Americans are deeply split on how to keep Social Security afloat as the program heads toward insolvency in 2032, and a new Reagan Institute poll found no reform idea drawing anything close to broad support. The survey found overwhelming opposition to higher taxes, benefit cuts, borrowing and a higher retirement age, even as the deadline for automatic benefit cuts comes into view.
The Ronald Reagan Institute's Reagan National Economic Survey, reviewed by FOX Business, asked registered voters how Social Security's shortfall should be closed. Higher taxes on workers drew opposition from 80% of voters. Cutting benefits was rejected by 90%. Borrowing money and adding to the national debt was opposed by 76%, while 74% opposed raising the retirement age. On each option, a majority said no.
That is the problem Social Security now faces. When the program can no longer pay full benefits in 2032, benefits are projected to be cut automatically unless Congress acts. Payroll taxes on current workers and their employers remain the system's main source of funding, but the poll suggests Americans have not settled on a politically usable way to close the gap.
Dan Rothschild, who discussed the results, said Americans appear to divide into two camps: those who want to act now and those who want to hand the problem to the next generation.
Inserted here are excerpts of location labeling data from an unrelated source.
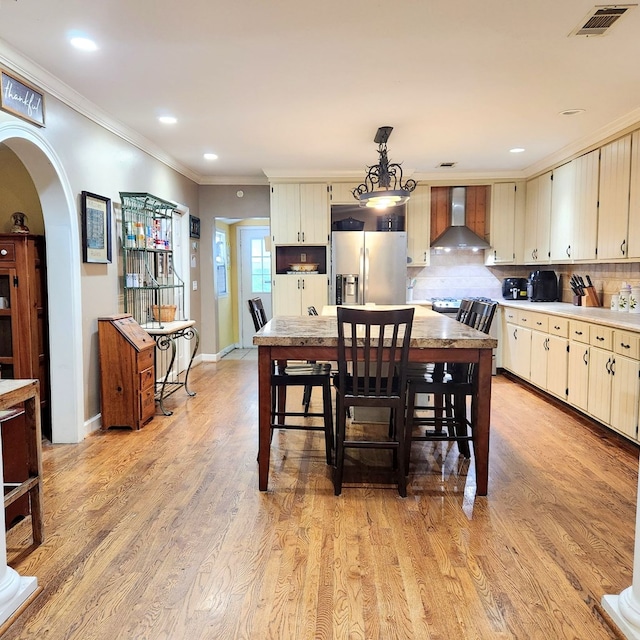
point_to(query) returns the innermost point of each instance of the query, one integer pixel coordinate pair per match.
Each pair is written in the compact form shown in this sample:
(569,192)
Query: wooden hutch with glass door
(24,351)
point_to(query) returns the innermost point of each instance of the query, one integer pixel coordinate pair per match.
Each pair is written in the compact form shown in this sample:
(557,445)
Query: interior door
(254,277)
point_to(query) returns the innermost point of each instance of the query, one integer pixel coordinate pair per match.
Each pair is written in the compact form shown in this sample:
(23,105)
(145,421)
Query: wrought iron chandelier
(383,186)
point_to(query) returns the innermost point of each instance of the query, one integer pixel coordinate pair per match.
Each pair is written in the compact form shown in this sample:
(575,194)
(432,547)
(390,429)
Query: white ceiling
(299,88)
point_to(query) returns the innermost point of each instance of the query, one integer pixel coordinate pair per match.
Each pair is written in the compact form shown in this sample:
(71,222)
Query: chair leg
(408,434)
(460,412)
(341,418)
(328,420)
(306,398)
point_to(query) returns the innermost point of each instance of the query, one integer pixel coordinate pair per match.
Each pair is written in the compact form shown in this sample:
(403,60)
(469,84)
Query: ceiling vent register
(600,19)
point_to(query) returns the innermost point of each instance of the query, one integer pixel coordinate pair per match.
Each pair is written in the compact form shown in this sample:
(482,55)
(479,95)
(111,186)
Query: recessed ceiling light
(83,43)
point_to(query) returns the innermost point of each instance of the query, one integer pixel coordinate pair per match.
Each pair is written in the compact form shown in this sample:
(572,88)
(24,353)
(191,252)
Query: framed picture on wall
(96,228)
(194,227)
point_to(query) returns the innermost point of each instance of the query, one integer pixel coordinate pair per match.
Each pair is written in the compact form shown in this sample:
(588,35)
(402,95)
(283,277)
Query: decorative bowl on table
(304,266)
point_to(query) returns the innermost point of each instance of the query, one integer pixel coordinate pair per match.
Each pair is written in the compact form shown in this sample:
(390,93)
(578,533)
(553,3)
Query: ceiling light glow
(83,43)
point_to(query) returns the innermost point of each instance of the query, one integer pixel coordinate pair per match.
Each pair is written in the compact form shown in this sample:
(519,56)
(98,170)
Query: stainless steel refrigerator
(368,266)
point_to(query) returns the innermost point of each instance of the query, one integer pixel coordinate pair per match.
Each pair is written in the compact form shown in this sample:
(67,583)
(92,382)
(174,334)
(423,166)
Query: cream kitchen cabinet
(300,214)
(613,215)
(634,198)
(419,227)
(538,219)
(342,193)
(502,221)
(574,209)
(578,375)
(292,295)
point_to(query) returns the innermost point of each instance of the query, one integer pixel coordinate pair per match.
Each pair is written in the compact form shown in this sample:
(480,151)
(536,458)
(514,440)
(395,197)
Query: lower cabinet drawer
(627,343)
(579,331)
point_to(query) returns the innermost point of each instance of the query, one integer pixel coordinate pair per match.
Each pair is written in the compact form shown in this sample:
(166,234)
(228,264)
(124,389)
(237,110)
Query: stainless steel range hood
(458,235)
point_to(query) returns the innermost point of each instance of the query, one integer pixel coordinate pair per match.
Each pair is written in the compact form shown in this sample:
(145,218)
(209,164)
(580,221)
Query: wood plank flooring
(163,534)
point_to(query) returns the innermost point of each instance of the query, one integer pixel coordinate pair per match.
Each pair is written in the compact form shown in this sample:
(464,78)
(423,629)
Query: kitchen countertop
(432,331)
(596,315)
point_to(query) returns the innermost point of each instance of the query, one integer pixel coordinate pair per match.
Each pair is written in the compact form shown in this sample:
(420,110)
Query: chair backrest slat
(373,347)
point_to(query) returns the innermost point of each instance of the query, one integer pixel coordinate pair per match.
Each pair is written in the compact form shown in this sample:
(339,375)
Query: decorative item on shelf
(96,228)
(383,186)
(19,221)
(163,312)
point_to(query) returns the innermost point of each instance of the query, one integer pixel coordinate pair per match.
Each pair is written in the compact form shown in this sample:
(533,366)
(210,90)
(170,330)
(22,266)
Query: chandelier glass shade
(383,185)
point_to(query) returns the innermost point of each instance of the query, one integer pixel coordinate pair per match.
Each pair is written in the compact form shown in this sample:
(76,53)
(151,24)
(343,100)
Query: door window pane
(260,267)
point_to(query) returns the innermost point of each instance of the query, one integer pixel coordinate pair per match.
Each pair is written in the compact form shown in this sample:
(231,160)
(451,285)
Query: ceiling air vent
(600,19)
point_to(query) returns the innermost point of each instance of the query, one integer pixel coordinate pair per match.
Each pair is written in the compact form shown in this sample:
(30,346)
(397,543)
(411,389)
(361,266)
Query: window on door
(260,266)
(222,288)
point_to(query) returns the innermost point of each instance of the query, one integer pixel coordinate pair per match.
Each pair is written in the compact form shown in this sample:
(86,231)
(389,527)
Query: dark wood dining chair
(307,375)
(450,386)
(373,352)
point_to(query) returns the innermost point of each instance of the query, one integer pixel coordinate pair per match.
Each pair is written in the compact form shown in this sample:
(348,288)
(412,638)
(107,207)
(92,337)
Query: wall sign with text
(21,99)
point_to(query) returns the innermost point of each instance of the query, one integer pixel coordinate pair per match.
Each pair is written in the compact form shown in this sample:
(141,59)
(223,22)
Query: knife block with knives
(586,293)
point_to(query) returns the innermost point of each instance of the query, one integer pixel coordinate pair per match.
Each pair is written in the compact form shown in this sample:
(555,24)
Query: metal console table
(165,336)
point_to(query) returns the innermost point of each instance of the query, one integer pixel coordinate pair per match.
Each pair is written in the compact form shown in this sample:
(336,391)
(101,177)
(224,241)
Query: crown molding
(53,86)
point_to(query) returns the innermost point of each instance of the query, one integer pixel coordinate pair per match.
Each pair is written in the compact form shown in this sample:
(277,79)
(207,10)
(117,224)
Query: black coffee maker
(543,286)
(514,288)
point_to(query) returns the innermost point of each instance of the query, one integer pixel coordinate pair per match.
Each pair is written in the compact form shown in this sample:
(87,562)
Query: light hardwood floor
(163,534)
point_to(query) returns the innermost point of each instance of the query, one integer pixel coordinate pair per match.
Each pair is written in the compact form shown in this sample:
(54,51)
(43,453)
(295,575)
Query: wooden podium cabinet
(127,372)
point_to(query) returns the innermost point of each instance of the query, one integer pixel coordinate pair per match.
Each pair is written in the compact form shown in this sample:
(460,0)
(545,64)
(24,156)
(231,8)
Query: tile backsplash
(457,274)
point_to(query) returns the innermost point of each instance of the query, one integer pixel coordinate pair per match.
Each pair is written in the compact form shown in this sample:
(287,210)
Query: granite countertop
(596,315)
(434,331)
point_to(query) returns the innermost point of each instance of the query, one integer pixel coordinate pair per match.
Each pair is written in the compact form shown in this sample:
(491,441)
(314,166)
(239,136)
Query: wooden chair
(373,352)
(450,386)
(307,375)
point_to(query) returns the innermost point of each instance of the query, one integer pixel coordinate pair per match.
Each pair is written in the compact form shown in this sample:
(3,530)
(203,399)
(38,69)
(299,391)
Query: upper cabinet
(502,223)
(574,209)
(418,227)
(300,213)
(634,198)
(615,174)
(342,193)
(538,219)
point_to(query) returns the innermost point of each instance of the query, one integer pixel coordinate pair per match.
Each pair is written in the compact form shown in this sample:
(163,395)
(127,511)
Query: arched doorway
(63,277)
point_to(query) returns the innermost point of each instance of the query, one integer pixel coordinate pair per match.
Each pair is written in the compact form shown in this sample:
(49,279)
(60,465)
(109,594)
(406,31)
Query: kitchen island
(434,338)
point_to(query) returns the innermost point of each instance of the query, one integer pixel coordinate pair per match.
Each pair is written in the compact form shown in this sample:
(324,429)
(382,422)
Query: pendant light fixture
(383,186)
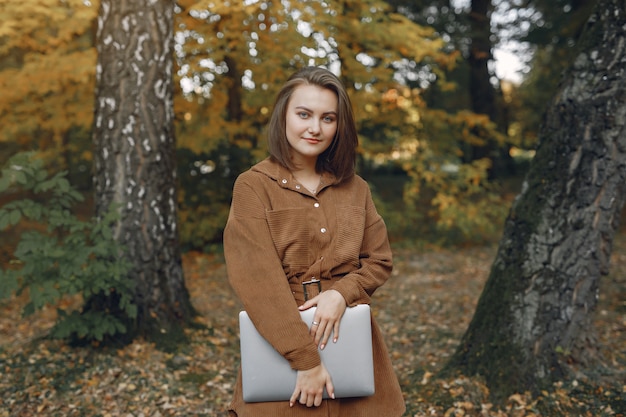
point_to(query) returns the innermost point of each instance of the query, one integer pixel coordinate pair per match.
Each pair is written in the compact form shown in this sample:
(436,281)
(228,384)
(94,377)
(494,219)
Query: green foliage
(61,255)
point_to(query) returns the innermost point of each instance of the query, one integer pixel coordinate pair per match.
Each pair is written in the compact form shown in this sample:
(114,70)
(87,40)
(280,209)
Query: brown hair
(340,157)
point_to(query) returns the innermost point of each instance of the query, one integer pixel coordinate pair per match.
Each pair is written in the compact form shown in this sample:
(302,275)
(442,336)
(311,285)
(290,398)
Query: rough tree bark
(134,156)
(534,316)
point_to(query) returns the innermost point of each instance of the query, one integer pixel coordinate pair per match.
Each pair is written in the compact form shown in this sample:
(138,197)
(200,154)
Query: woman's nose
(314,126)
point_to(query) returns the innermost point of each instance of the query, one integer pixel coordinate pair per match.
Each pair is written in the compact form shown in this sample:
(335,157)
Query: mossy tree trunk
(134,156)
(535,314)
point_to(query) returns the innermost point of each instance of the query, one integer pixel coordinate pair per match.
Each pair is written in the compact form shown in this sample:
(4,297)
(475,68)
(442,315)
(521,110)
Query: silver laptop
(267,376)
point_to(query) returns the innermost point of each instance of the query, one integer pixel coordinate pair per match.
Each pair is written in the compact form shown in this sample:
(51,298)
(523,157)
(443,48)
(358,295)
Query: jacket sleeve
(255,273)
(375,259)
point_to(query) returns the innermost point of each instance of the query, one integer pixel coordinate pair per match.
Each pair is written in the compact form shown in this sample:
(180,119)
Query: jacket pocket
(350,232)
(290,234)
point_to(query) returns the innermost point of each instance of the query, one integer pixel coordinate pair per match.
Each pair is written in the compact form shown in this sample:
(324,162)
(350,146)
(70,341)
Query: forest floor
(423,311)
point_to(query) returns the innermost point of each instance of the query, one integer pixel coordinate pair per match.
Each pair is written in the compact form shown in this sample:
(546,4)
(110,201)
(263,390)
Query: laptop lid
(267,376)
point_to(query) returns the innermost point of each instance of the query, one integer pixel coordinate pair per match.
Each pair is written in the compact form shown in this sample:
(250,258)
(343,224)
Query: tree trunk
(135,156)
(535,313)
(482,92)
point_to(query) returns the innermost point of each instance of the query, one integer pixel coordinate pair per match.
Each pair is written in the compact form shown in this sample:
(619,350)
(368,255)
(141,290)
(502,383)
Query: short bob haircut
(340,157)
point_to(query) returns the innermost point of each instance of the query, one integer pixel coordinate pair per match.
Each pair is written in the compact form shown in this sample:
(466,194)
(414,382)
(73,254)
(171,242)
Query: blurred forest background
(445,139)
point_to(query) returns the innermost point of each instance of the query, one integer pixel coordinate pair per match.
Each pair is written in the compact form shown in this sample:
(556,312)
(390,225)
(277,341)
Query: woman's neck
(308,177)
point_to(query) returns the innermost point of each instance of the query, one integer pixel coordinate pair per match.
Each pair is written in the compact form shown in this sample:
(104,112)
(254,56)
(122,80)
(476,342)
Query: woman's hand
(310,386)
(330,308)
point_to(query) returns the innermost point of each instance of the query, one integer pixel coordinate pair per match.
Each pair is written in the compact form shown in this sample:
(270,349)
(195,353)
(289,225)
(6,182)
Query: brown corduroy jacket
(277,236)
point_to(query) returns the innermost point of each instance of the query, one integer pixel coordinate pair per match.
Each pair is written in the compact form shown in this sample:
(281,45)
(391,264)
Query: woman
(301,215)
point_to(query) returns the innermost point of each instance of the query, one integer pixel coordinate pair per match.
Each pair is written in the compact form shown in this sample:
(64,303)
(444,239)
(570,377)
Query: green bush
(59,255)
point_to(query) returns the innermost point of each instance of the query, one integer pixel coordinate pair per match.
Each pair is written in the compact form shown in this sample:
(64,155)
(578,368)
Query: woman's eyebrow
(311,111)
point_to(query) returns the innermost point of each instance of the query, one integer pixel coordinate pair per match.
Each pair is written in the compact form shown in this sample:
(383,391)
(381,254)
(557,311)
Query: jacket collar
(279,173)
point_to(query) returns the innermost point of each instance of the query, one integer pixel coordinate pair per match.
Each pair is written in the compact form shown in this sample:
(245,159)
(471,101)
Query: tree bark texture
(135,153)
(535,313)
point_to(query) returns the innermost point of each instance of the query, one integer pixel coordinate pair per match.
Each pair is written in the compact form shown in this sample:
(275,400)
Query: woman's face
(311,122)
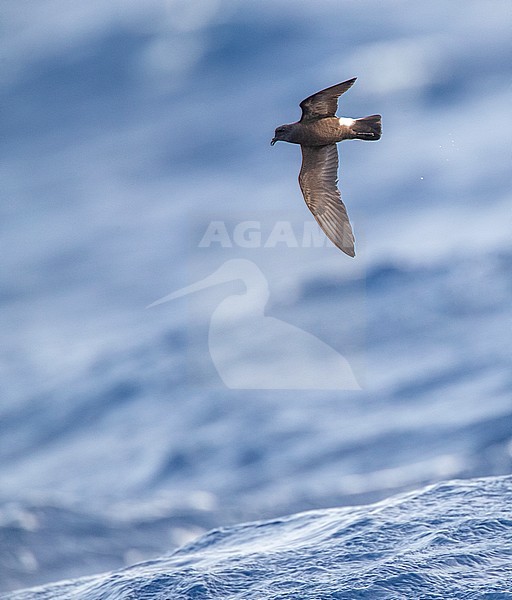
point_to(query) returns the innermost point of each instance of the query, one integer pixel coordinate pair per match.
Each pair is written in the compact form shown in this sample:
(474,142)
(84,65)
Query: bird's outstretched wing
(318,180)
(325,102)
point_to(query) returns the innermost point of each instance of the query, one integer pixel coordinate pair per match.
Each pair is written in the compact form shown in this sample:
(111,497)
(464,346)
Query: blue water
(450,540)
(126,129)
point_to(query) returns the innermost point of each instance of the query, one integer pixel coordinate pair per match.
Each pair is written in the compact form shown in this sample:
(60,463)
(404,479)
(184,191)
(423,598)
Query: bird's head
(282,134)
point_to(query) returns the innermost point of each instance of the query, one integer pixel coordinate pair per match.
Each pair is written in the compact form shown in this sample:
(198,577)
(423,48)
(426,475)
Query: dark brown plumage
(317,132)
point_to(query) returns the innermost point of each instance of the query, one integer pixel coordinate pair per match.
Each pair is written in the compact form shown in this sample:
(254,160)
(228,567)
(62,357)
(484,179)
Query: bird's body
(318,132)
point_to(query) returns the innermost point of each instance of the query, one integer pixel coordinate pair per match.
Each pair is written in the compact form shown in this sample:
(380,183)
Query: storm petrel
(317,133)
The numbers back up that split, but they also show something more awkward for lawmakers — there is no single repair plan that voters seem ready to embrace.
Support for raising the retirement age was modestly higher than for the other options, at 26%, but it still drew opposition from 74% of registered voters. Younger adults were not eager for benefit cuts either, with 22% of those ages 18 to 29 in favor and 78% opposed. Even on the retirement age, support only reached 30% among that younger group, while it rose to 33% among voters 65 and older. Republicans were slightly more open to the idea than other groups, at 31%, compared with 25% of Independents and 21% of Democrats.
That leaves Washington with a deadline and no obvious mandate. The poll, described as a nonprobability-based survey, shows voters understand the problem but recoil from every fix tested. The next real question is not whether Social Security needs a solution; it is which party will be willing to sell one that most voters already dislike.